All aboard. People I very much appreciate:

Monday, May 20, 2019

Field-Elf Enigma

In 1963, I was a Boy Scout. Mr. Taliaferro, our scoutmaster, arranged a troop bike ride into the foothills. We would meet at 6 a.m. at Sierra Enterprise School and set out at daybreak. I lived only 5 miles away but somehow got rambuctious and set out an hour early. I parked my bike in the rack and made my way to the gate beside the principal's office. Mr. Mollett, the custodian and bus driver, always locked the chain with a foot and a half of play so people could get in. I did, stood on the outdoor ramp, and waited for others to arrive. I settled back against a steel pole and watched light gather at the gate. Then, I saw it.

A tiny head peeked out of the gloom, looked all round --at me too!-- then dashed across the dim-lit concrete ramp. Another followed and another, five in all. These were tiny, well-proportioned humanoids --nearly 2 feet tall-- with very strong, very fast legs.
All the crazy conduiting behind him is mine from the 1980s decade --a time of monetary conservation when I would chisel things out of felled trees. He's been on the washing machine in the porch since last Saturday. Norma's Mom is clearing her home and returned it to us for re-gifting. I gave it to them in 1990 to enhance their wonderful garden --in which Norma and I had our wedding 20 years earlier. Norma transferred him to her studio to be packed for shipment to our Daughter, who requested it.

When Field-elf was still under construction, we had (one of many) visits from Sally (childhood friend of Daughter) and her parents. Her Dad grew up on a farm near the school mentioned above and asked me about the carving. I told him the story. He said not many Occidentals knew about the Yōsei (supernatural little ones) but, as a kid, he was sent out early in the morning to chase them off the crops.


Daughter, all grown up now and living back East, should receive it next week. 


Friday, May 17, 2019

Jeremiad, or Just a Rough Spot?

A jeremiad is kind of scriptural catalogue of lamentations produced by the prophet Jeremiah and his editor, Baruch ben Neriah about 2500 years ago.

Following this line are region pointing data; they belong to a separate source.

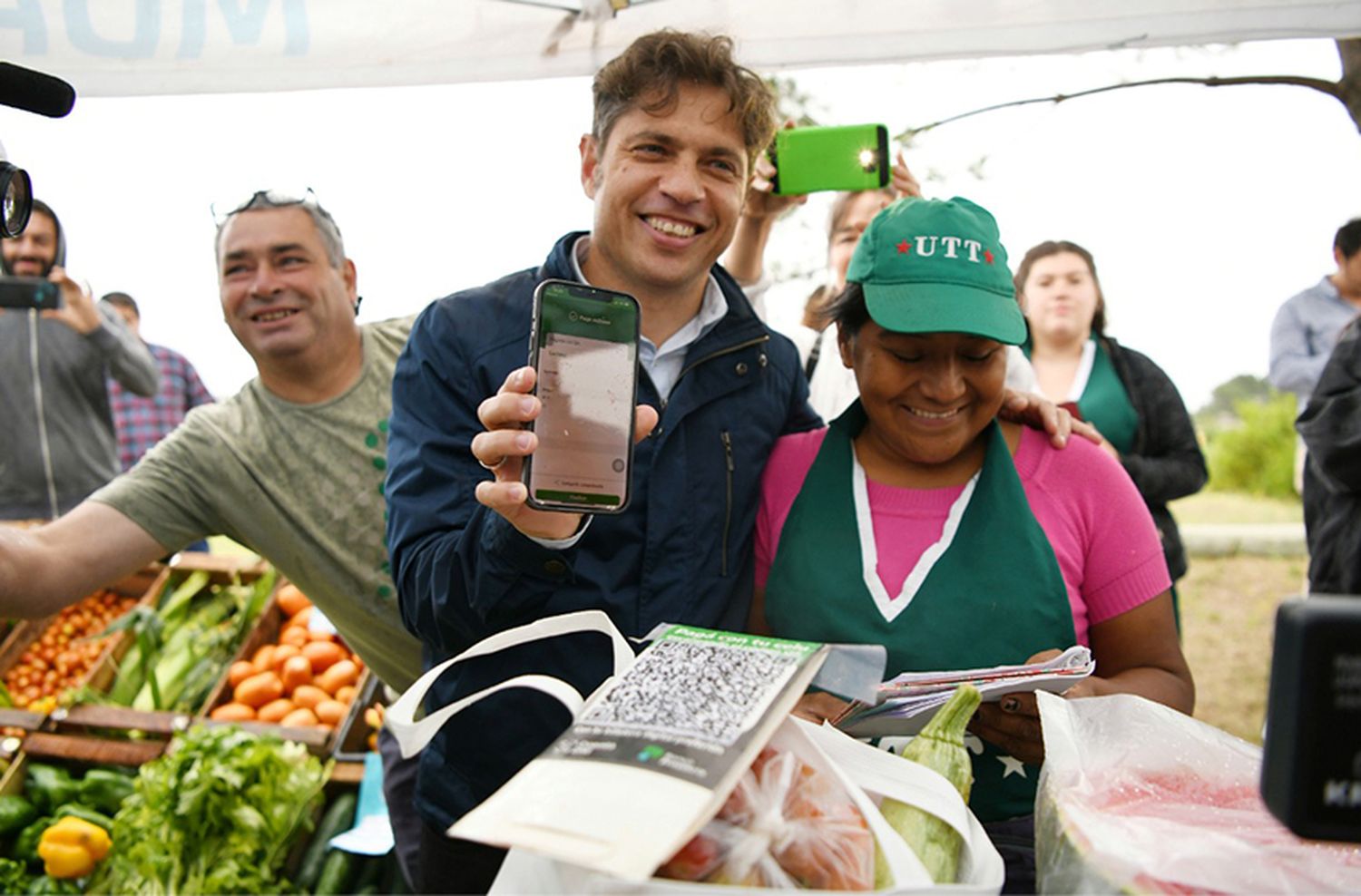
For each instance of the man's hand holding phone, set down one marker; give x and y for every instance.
(78, 309)
(504, 446)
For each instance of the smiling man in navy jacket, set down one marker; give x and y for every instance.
(677, 130)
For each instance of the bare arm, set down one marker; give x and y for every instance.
(45, 569)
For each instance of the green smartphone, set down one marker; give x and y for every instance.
(29, 293)
(838, 158)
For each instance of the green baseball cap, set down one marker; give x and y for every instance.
(938, 267)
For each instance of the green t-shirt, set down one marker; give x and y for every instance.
(299, 484)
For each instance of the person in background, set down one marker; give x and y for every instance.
(1307, 326)
(922, 522)
(60, 443)
(1331, 430)
(290, 466)
(142, 422)
(1121, 392)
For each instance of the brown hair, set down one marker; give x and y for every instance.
(1059, 247)
(650, 73)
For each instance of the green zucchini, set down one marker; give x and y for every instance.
(338, 817)
(337, 873)
(939, 746)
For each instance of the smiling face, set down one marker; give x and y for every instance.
(280, 294)
(667, 190)
(33, 252)
(1061, 297)
(928, 397)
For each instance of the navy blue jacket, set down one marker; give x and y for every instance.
(682, 552)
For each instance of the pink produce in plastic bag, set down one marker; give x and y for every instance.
(784, 825)
(1140, 797)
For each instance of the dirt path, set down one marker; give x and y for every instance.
(1228, 610)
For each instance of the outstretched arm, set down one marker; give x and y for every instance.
(45, 569)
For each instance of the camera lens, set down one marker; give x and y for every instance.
(15, 200)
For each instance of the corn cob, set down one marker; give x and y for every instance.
(939, 746)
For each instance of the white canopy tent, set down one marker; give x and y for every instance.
(111, 48)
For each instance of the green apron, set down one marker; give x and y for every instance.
(1104, 403)
(994, 596)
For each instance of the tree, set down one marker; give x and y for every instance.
(1227, 396)
(1345, 90)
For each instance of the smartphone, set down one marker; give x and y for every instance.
(584, 348)
(840, 158)
(29, 293)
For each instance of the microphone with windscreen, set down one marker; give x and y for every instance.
(34, 92)
(37, 93)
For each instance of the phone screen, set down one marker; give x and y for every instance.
(29, 293)
(585, 354)
(836, 158)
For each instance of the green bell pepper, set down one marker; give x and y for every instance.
(26, 844)
(49, 786)
(15, 814)
(105, 790)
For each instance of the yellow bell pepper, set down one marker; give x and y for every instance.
(73, 846)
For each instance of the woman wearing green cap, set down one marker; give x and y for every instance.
(922, 522)
(1121, 392)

It is a genre that cannot be exaggerated. I have tried. A photo:
This doodle is reminiscent of a conversation I had with another hick, the fence-hopping twangy kind. He'd wander over while I was rebuilding this crumbly old farmhouse and drawl at me. We saw a "V" formation of geese fly over and he twanged, "Why is one side of the 'V' always longer than t'other?"

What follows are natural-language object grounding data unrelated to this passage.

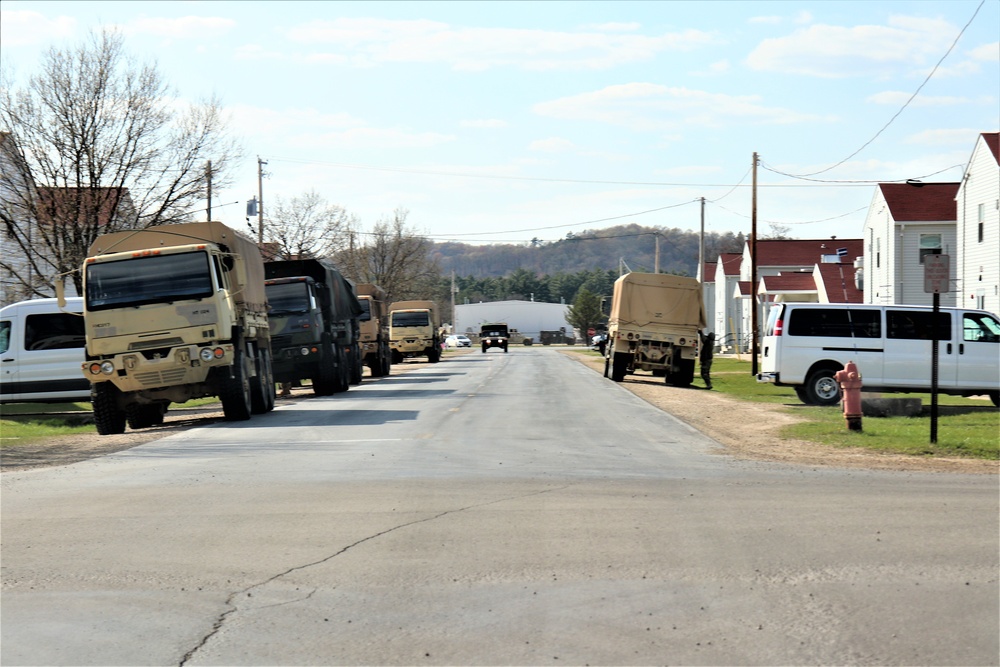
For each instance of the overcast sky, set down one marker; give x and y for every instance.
(509, 121)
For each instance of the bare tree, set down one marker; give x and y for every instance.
(103, 146)
(394, 257)
(306, 226)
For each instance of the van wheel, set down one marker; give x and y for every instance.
(108, 417)
(822, 389)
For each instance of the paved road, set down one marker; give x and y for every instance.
(490, 509)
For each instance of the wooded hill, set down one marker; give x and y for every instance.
(586, 251)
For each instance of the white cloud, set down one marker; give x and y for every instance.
(184, 27)
(954, 137)
(552, 145)
(24, 27)
(838, 51)
(896, 98)
(648, 106)
(987, 53)
(368, 41)
(486, 123)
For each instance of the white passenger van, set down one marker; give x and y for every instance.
(804, 344)
(42, 351)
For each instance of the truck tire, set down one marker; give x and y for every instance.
(619, 366)
(259, 385)
(109, 419)
(822, 389)
(325, 380)
(235, 389)
(343, 375)
(357, 369)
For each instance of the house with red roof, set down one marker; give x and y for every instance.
(810, 270)
(977, 244)
(905, 223)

I replied, "I don't know. Does anyone?"

He said,"I do:  More geese on that side."

Then he died. No, I wasn't involved. Happened months later. But it got me thinking of jeremiads. We have modest ones throughout our lives. We become sad or alarmed.

When we learn the South Pole has no government, we worry that it exists in a state of antarcty. I refuse to move there and likewise distrust the motives of those who want to "save me from myself."

In short, we've had some sadness here (not a jeremiad yet). However I urge this assumption upon all readers: You have a smile that brightens the world, that captures the affection of all who are lucky enough to see it... write me.

Wednesday, May 8, 2019


Here is a Normaphoto of a bug she found under a pile of rakings:
Its butt is resting on a eucalyptus leaf. Eucalyptus leaves are about 2 and 1/2 inches long. I would estimate bug's length 2 inches. I believe it is some sort of beetle who, like all Nature's creatures, needs to be as big as it must be to do its job. I have owned a beetle:
It was a 1967 Volkswagen Beetle. I drove this Bug for 35 years. One incredibly early morning I was on interstate 5 headed to work and something strange happened. The car behind me roared onto the left lane and started honking. I rolled my window down. He did too. He pointed and yelled, "Man, your engine's on fire!"

I yelled,"Thank you!" and pulled over.

I sat for a moment, and gathered my gear, then my registration from sunvisor pocket, then prudently stepped out of the Bug. Turned on my cell phone. I called work.

Our supernaturally efficient office manager answered and said "I'm watching 'Eye In The Sky' news right now. I'll patch you in to the fire dept."

They answered, "Oh, we know where you are!"

Then I called Norma, told her I might be late coming home. She said, "The kids are watching you on the news right now. Wave to the helicopter. Oh! They're thrilled!"

Tow truck driver dropped me off at work, but not before asking why I was a little teary-eyed. I told him, "My wife and I had our first date in that car --I took her to see the San Francisco production of "Hair" in 1969. Got married a year later."

He got a little teary-eyed too and reached over to give me a right-arm hug. "Dangerous, beautiful years, bro."

Triple-A drivers are always right. Wish I had one to ask what kind of beetle Norma found in the brush pile.